En début d’année, on a joué à Liège, L’Opéra de quat’sous de Bertolt Brecht, dans un boyau sous la chaussée devant la Maison Curtius. Ce lieu sinistre et dépouillé convenait très bien comme décor naturel à cette pièce qui se passe, selon l’auteur, dans les bas-fonds de Londres.
Au début de l’Acte III, Peachum « L’Ami du mendiant », pourtant si cruel et dénué du moindre scrupule lui-même, dit depuis 1928, date de la création, ce que lui a soufflé Brecht et qui résume ce qu’on peut dire de la misère, vue d’en haut :

« Je suis arrivé à la conclusion que si les puissants de la terre sont capables de provoquer la misère, ils sont incapables d’en supporter la vue. Car ce sont des faibles et des imbéciles exactement comme nous. S’ils ont à bouffer jusqu’à la fin de leurs jours, s’ils peuvent enduire leur plancher de beurre, pour engraisser jusqu’aux miettes qui tombent de leur table, ils ne peuvent pas voir de sang-froid un homme tomber d’inanition dans la rue : évidemment il faut qu’il vienne tomber juste devant leur porte. »

L’histoire de la compassion dans la tradition judéo-chrétienne est une belle hypocrisie.
Voyez Bush, il s’en fout bien des négros de la Louisiane. Pourquoi voit-on si souvent Condoleezza au premier rang, ces temps-ci ? Parce qu’il fallait faire savoir aux dizaines de milliers de Noirs et de petits Blancs dans la détresse que le président les aime et qu’il fera tout pour les sortir du bourbier sous la mer qu’est devenu leur ville.

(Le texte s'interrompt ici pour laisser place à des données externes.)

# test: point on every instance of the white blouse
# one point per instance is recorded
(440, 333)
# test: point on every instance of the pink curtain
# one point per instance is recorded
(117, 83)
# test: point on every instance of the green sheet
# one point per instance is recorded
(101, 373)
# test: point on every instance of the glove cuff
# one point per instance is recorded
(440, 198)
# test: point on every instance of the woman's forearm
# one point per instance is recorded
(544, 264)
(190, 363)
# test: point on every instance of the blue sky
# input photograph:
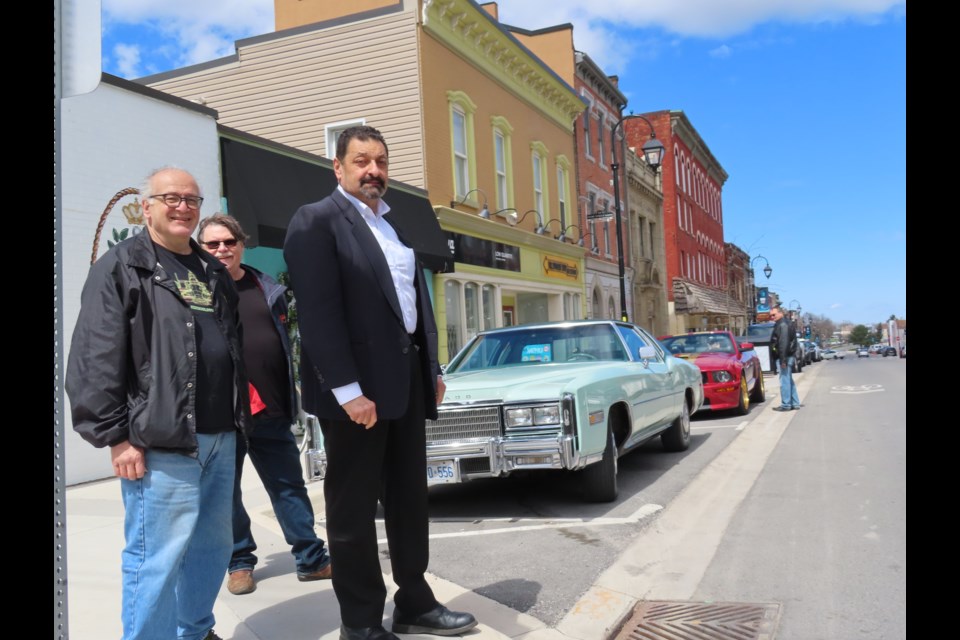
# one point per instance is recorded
(803, 103)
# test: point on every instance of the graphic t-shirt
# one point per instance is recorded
(214, 386)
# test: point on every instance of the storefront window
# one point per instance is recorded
(489, 307)
(451, 292)
(571, 306)
(471, 305)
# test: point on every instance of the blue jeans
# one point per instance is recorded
(177, 531)
(273, 451)
(788, 388)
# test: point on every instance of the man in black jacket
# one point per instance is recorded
(783, 348)
(370, 374)
(155, 373)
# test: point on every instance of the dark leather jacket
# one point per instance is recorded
(783, 340)
(131, 373)
(273, 293)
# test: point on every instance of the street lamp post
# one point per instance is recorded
(767, 271)
(653, 153)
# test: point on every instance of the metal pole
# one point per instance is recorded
(615, 166)
(619, 222)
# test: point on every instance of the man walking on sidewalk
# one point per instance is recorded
(783, 348)
(370, 374)
(155, 374)
(272, 446)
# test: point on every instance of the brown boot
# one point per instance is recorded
(241, 582)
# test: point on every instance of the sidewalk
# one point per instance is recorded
(658, 566)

Et pourquoi voit-on le président s’agiter un peu plus, alors que trois mois auparavant il avait diminuer de façon drastique les subsides pour consolider les digues qui même sans Katrina menaçaient ruine ! Mais parce que des journalistes sont venus quasiment par les images de leurs reportages déposer les morts et les blessés devant sa porte à Washington, Bush brusquement a changé de politique. Il ne peut pas voir le malheur en face, cet homme-là. Cela gâte son petit déjeuner, ses momeries à l’église presbytérienne et ses parties de vélo avec Lance Armstrong dans son ranch.
Il en va de même chez nous.
Sans que la situation n’ait pas des allures de catastrophes naturelles, le Gouvernement et les riches ne sont quand même pas aveugles au point de ne pas s’apercevoir que la misère gagne le pays, qu’il y a de plus en plus de pauvres et qu’il faudrait revoir de toute urgence une politique sociale. Ils le savent. Puisque c’est délibérément qu’ils maintiennent cet état de pauvreté. Que font-ils ? Ils prêtent une oreille complaisante à une proposition patronale selon laquelle il conviendrait de retirer le mazout de chauffage de l’index des prix à la consommation !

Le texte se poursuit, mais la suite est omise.